Still, they didn't want her to run. Who? Some of the public, for sure. The JAAA and the other Jamaican runners, maybe. The fact is, although Fraser had finished second in the island's 2008 Olympic trials—with the top three finishers supposedly locked in to compete in Beijing—a groundswell rose to remove her from the 100-meter squad. After all, she was relatively unknown and inexperienced, and Campbell-Brown, who had finished fourth at the trials, was the event's defending world champion, not to mention the 200-meter Olympic gold medalist in 2004. Shouldn't Jamaica put its greatest foot on the track, instead of this ... fluke?

In the weeks before Beijing, Fraser felt that weight bearing down. She considered quitting. But then she'd hear the same voice that motivated her whenever she'd get discouraged with school or with running and ponder leaving Wolmer's. You do that? the voice said. You're not a survivor. You're weak.

She dug in. "I said to all of them, 'I earned my spot. I trained hard, and I came to the Olympics to win,'" Fraser says. "Every time I'm tired, I said, Shelly, get up. I'm sure my competitors were coming out thinking, Oh, Shelly-Ann Fraser: the girl that nobody wanted to run in this great meet."

We're driving through Kingston now, from UTech to Waterhouse, present to past. Thing was, Fraser missed Waterhouse those last two years of high school, when Carr and the principal set her up to live with a family near Wolmer's. Ashoka Road may have been distracting, but it was hers: Shelly-Ann had shared a bed with her mom and two brothers in that tenement room, and her grandmother lived next door. Some days they didn't eat. Some days they'd go to shops and beg for credit, a bit of food. Her uncle Corey would later get shot and killed a few streets over, and cousin Dwayne was gunned down three days before his baby was born. But in the months between graduating from Wolmer's and going to UTech, Shelly-Ann came back anyway, sleeping in the same bed with her grandmother after an argument with her mother. "I love being home," she says.

A sudden, pelting rain begins, hitting our vehicle like buckshot. The borrowed pickup truck jounces onto Ashoka, past the mounds of gravel and dirt, the pavers and workmen. The first reward for winning gold: The government sent workers to fix Fraser's street. Hurricane Gustav delayed them a bit, leaving today's ravaged mudscape. "Trust me, if you saw this before, you would have never gone on it," Fraser says. "It was awful. It wasn't a road."

The block looks different in daytime, bleached out and still. The speakers and bar are gone.
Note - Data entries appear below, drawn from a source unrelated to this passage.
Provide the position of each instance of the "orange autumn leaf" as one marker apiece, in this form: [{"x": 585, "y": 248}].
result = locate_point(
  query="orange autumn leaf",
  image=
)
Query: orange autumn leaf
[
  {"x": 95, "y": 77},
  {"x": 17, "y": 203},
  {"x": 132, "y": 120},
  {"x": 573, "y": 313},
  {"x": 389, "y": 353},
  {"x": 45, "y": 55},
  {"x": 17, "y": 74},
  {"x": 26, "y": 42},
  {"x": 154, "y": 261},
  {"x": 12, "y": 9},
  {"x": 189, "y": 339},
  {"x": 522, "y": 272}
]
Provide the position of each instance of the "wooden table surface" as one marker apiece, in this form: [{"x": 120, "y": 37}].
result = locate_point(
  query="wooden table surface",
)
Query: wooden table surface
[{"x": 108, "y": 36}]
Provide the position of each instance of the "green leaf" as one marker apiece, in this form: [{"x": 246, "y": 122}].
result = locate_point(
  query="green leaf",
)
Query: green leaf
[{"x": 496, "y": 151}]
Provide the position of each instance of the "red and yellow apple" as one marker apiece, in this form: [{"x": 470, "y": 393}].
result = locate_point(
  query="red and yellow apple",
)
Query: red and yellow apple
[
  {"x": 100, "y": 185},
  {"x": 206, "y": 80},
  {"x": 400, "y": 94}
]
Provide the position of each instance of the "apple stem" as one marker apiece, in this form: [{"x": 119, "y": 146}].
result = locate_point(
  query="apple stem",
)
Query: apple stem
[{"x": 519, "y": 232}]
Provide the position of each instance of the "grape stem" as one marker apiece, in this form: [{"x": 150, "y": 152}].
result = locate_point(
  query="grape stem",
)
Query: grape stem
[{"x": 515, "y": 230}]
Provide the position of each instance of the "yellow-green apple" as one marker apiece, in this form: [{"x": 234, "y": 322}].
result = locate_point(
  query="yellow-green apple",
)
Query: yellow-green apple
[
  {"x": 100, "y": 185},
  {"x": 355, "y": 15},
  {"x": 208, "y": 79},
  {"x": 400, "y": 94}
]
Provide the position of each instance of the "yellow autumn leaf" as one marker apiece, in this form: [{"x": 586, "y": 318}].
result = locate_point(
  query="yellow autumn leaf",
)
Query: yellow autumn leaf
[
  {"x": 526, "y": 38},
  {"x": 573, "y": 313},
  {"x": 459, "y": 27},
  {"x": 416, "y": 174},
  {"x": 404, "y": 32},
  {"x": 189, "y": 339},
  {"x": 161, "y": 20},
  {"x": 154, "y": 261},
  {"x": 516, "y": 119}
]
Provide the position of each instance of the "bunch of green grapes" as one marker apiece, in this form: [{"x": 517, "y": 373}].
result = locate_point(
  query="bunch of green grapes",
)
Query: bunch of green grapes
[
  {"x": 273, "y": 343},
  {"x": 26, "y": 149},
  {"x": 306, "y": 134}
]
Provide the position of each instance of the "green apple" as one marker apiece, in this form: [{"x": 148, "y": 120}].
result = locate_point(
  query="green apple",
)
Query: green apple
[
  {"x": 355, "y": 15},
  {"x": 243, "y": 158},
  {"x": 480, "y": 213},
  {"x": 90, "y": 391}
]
The beverage signs have been peeled off the wall outside her family's yard, revealing a spray-painted declaration of Fraser's new rank in the garrison hierarchy: SHELLY-ANN, GOLDEN GIRL, it says. MOSCOW ONE DON. "It means she's the leader," says a boy drifting over. "For what she's done."

Fraser and her mother lead a tour: outdoor toilets, rotted vegetables on the ground, rocks and shards of cinder blocks tossed on the tin roofs to keep the wind out. Shelly's uncle Omar walks up. Maxine introduces another uncle, skin leathered, nearly incoherent, and now we're hurrying down Ashoka, heading around the block to an overgrown lot where his house burned down years ago. "Can you write something?" she says. "Can you help?"

Back on Ashoka Road, Omar edges up in a T-shirt reading, ME LOVE ME GANGA. He apologizes for his joint, takes a long drag and says how proud he is that Shelly-Ann wants to open a community center here next year, use the medal to help Waterhouse. The future? "We can only hope for the best," he says.

Shelly-Ann was never bothered as a kid coming home at night from Wolmer's; the street boys called her Merlene and let her be. Now a schoolgirl approaches: braids, four years old, so proud of her spotless blue jumper and her new shoes. "Shanneeka Williams," she whispers when asked her name, then leans down to wipe dust from her Mary Janes.